Dimana anggota Exco lainnya, bukankah mereka juga bukan orang kemarin sore di sepakbola, dan memiliki tugas membantu Ketum sesuai bidangnya masing-masing?. Sudah saatnya PSSI menampilkan para anggota Exco itu untuk menyampaikan program yang jadi tanggung jawabnya.
Bukankah jabatan Exco itu terhormat dan diperebutkan saat kongres?. Tentu mereka tak mau nantinya dikenang sebagai tokoh yang hanya ada dalam daftar Exco terpilih. Kalau pun diberitakan media hanya menghadiri pelantikan pengurus baru Asosiasi Provinsi.
Banyak Langkah
Sudah semestinya anggota Exco lainnya terbangun untuk bahu membahu membangun PSSI yang baru, menjadikannya lebih profesional dan bermartabat. Bukannya menaruh semua beban pada pundak satu dua orang saja.
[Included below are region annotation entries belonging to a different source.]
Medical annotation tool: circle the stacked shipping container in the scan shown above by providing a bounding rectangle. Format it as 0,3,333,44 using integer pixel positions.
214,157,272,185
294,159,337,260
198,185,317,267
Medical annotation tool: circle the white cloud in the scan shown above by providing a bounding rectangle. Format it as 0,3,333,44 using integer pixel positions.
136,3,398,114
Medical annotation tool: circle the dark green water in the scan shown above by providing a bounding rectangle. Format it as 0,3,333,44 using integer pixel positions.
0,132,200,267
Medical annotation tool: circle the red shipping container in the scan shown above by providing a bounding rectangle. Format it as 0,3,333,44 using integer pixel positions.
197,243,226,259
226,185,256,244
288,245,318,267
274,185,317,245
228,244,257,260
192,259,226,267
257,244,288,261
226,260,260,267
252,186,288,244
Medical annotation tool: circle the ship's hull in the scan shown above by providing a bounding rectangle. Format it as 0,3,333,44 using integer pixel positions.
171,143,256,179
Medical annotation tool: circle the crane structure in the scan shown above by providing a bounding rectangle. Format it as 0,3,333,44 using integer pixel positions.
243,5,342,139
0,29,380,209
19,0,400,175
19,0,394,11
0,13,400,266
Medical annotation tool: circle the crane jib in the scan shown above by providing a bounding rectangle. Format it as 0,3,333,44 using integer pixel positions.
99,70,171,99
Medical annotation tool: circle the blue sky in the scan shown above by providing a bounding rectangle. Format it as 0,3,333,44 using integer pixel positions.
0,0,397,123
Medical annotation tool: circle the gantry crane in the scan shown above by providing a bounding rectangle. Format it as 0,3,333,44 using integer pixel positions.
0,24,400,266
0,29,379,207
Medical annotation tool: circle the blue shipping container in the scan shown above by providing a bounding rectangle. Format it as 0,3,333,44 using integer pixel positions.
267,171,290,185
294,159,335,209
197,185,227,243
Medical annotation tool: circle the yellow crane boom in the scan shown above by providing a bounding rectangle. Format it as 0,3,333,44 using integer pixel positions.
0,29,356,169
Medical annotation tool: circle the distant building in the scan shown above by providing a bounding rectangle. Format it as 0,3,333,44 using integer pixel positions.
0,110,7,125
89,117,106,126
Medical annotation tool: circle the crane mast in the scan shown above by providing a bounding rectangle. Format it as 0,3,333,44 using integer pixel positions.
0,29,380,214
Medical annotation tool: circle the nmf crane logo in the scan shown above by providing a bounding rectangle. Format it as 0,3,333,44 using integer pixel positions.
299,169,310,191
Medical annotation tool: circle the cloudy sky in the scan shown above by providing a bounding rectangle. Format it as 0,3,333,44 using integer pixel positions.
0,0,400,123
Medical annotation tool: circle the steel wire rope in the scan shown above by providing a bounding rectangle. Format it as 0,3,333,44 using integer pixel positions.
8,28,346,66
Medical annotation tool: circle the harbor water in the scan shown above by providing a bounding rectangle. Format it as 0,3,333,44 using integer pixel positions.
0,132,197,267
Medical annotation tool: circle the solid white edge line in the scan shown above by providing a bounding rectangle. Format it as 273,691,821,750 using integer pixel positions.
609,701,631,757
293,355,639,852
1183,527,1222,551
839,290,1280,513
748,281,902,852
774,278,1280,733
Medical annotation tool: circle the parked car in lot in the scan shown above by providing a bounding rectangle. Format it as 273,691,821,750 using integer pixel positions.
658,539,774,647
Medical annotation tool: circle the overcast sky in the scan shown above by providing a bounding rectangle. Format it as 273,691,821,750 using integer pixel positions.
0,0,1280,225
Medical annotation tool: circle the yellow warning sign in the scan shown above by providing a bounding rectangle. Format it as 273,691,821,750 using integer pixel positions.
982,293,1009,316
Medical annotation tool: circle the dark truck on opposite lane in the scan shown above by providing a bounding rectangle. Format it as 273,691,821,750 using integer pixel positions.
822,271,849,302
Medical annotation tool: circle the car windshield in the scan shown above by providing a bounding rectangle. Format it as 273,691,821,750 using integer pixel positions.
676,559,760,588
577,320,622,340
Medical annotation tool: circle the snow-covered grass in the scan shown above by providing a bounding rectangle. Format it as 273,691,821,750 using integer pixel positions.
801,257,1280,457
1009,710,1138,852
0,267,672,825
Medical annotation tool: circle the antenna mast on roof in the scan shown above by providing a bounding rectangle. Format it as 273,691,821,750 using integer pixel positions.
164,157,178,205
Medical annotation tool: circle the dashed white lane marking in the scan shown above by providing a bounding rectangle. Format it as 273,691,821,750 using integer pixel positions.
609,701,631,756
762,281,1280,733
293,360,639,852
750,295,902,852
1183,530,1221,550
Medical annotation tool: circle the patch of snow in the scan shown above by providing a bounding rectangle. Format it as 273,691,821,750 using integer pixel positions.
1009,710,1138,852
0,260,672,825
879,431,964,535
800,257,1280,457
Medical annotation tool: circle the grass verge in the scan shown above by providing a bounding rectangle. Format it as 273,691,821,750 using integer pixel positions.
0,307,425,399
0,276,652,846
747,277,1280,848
Tahun 2018 ini saja sudah terlihat tantangan yang ada untuk Asian Games dan tujuh even AFF, serta final Piala AFC yang berlangsung di Indonesia. Masyarakat akan maklum misalnya jika target Asian Games itu sangat sulit tercapai, karena untuk masuk ke 4 besar butuh keajaiban. Tapi ini perlu diimbangi dengan keterbukaan dari PSSI tentang persiapan yang ada, dengan kendala-kendalanya.
Belum lagi tentang kinerja operator kompetisi yang masih membuat kening berkerut, misalnya soal kewajiban pelunasan subsidi kepada 18 peserta Liga 1. Dana itu di luar dana tambahan dari ranking dan hak siar televisi.
Banyak sebenarnya langkah PSSI untuk memulihkan citranya melalui strategi komunikasi yang tepat dan terbuka. Hal ini penting untuk menepis berbagai isu yang sebenarnya tak perlu muncul, tapi ternyata ada hanya karena didiamkan saja.
Semisal tentang perpindahan kantor PSSI dari sebuah perkantoran di kawasan Kuningan, Jakarta Selatan ke sebuah rumah di Kemang, Jakarta Selatan. Sebelum pindah, akan elok jika dijelaskan melalui pers apa alasannya, seperti "Ini sementara saja, setelah Asian Games kita kembali ke Senayan. Lebih enak rasanya aktivitas dari sebuah rumah.".
Ketika hal itu akhirnya diketahui dari pemberitaan media, justeru yang muncul adalah isu keuangan PSSI yang kolaps. Padahal dalam kongres di Tangerang, 13 Januari lalu PSSI mengalami surplus Rp 3 miliar (dari pendapat tahun 2017 sebesar Rp 110 miliar, dengan pengeluaran Rp 107 miliar).
Hal-hal sederhana seperti itu semestinya menjadi perhatian PSSI di masa mendatang, bukannya lalu dianggap remeh. PSSI milik rakyat, dan selalu menjadi perhatian dalam setiap langkahnya.